I’ll note npm, for example, clearly does better on these three (while doing worse on some things that Python does better). Of the languages mentioned above, it is nice to see that most have out-of-the-box built-in tools for ecosystem creation. Julia’s hilariously piggybacks on GitHub’s. Go’s…well…uses URLs as the equivalent PyPI-level-names. Rust has a pretty decent system in cargo and crates.io (the .toml file is kind of weird, but I’ve seen worse). While there is justifiable excitement about Rust’s approach to memory and thread-safety, it might be that it will win in the end based on having a better internal package management system than the low-level alternatives.
Note: OS package mgmt (yum, apt-get, brew and whatever Windows uses nowadays) is not a good fit for what developers need from a language-level package manager. Locality, quick package refreshes — these matter more to developers than to OS end-users.
Unicode is not a panacea. Some people’s names can’t even be written in unicode. However, as far as universal encodings go, it is the best we have got — warts and all. It is the only reasonable way to represent text inside programs, except for very very specialized needs (no, you don’t qualify).
Now, programs are made of libraries, and often there are several layers of abstraction between the library and the program. Sometimes, some weird abstraction layer in the middle will make it hard to convey user configuration into the library’s guts. Code should figure things out itself, most of the time.
So, there are several ways to make dealing with unicode not-horrible.
I’ve already mentioned it, but it bears repeating. Internal representation should use the language’s built-in type (str in Python 3, String in Java, unicode in Python 2). All formatting, templating, etc. should be, internally, represented as taking unicode parameters and returning unicode results.
Obviously, when interacting with an external protocol that allows the other side to specify encoding, follow the encoding it specifies. Your program should support, at least, UTF-8, UTF-16, UTF-32 and Latin-1 through Latin-9. When choosing output encoding, choose UTF-8 by default. If there is some way for the user to specify an encoding, allow choosing between that and UTF-16. Anything else should be under “Advanced…” or, possibly, not at all.
When reading input that is not marked with an encoding, attempt to decode as UTF-8, then as UTF-16 (most UTF-16 decoders will auto-detect endianity, but it is pretty easy to hand-hack if people put in the BOM. UTF-8/16 are unlikely to have false positives, so if either succeeds, it’s likely correct. Otherwise, as-ASCII-and-ignore-high-order is often the best that can be done. If it is reasonable, allow user-intervention in specifying the encoding.
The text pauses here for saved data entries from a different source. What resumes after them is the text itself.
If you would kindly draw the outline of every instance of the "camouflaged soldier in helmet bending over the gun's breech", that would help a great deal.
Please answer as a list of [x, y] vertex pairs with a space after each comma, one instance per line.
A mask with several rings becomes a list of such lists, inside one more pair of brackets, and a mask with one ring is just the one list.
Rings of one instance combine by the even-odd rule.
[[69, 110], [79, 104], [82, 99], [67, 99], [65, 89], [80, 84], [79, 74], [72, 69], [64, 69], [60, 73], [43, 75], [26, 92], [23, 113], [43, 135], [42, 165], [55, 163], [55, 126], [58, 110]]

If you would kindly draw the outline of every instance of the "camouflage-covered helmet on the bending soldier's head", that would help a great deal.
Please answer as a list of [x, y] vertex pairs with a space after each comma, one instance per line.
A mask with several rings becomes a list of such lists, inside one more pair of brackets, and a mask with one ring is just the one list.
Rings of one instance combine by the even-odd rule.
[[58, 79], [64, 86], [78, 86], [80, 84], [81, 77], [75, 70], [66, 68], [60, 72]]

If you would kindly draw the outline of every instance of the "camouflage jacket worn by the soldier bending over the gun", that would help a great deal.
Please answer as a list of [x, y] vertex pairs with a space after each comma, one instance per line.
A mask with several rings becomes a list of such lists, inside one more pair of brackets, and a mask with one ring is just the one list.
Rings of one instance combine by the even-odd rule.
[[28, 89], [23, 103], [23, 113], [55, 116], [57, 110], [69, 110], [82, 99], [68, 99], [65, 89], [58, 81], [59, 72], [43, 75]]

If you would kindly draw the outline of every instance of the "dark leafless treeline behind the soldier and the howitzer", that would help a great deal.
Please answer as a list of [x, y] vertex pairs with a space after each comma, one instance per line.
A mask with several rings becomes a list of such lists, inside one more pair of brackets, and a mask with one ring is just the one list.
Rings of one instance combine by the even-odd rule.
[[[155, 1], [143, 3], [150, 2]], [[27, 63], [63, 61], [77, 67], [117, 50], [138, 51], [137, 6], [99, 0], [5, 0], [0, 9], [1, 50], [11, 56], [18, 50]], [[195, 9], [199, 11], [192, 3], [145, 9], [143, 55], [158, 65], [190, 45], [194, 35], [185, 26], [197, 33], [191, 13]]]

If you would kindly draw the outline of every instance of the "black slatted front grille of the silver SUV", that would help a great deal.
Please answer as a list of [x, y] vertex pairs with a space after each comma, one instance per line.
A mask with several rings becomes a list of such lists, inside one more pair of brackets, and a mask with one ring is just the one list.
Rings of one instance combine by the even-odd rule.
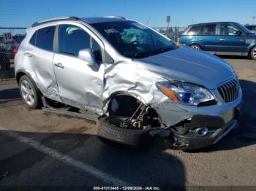
[[218, 91], [226, 103], [236, 100], [239, 91], [238, 79], [231, 79], [222, 85], [219, 85]]

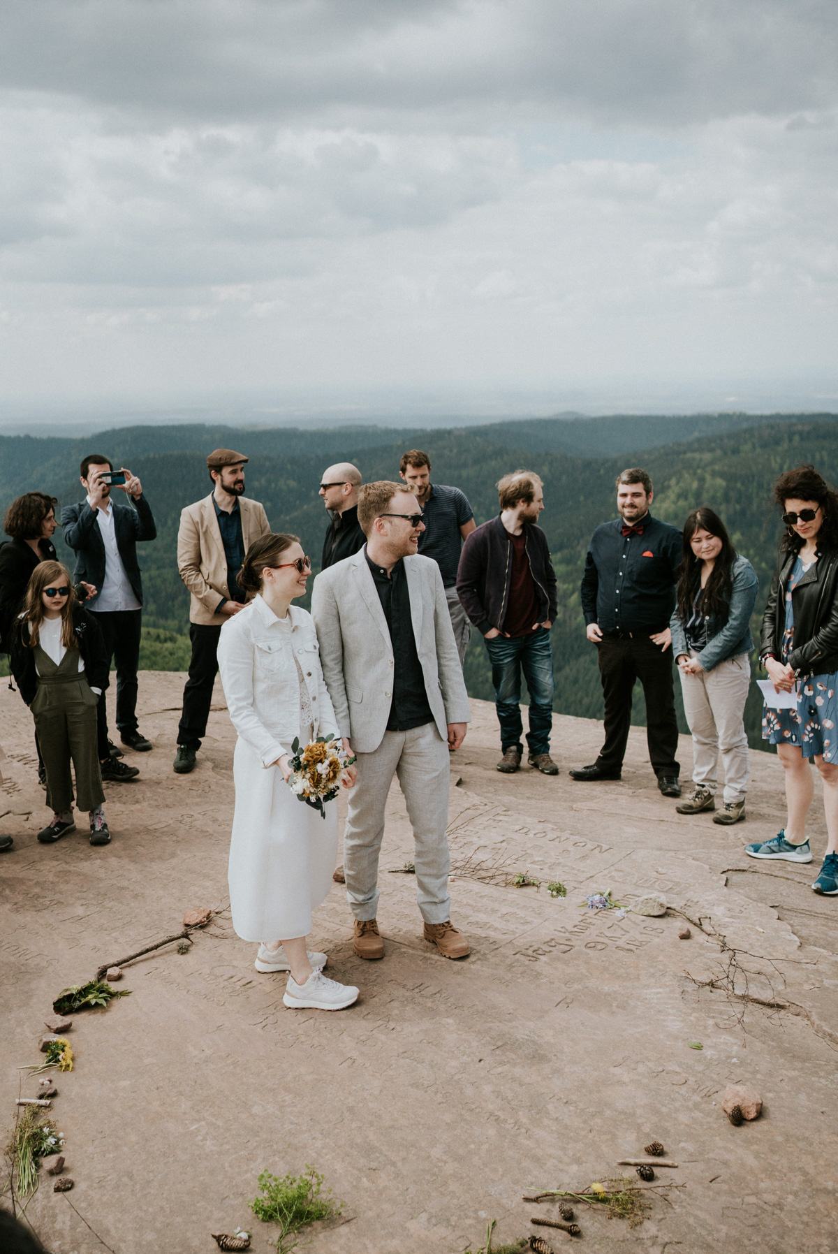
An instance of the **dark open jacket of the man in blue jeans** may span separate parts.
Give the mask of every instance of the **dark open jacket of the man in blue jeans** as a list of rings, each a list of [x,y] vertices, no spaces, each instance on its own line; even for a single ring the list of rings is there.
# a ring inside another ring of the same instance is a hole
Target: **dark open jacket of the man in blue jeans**
[[[559,601],[547,537],[535,523],[524,523],[524,534],[539,598],[539,622],[554,622]],[[457,568],[457,596],[484,636],[492,627],[501,630],[511,581],[512,540],[499,514],[466,537]]]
When writing output, the default should be UTF-8. If it is non-trivial to allow user specification of the encoding, that is fine. If it is possible, UTF-16 should be offered (and BOM should be prepended to start-of-output). Other encodings are not recommended if there is no way to specify them: the reader will have to guess correctly. At the least, giving the user such options should be hidden behind an “Advanced…” option.
The most popular I/O that does not have explicit encoding, or any way to specify one, is file names on UNIX systems. UTF-8 should be assumed, and reasonably recovered from when it proves false. No other encoding is reasonable (UTF-16 is uniquely unsuitable since UNIX filenames cannot have NULs, and other encodings cannot encode some characters).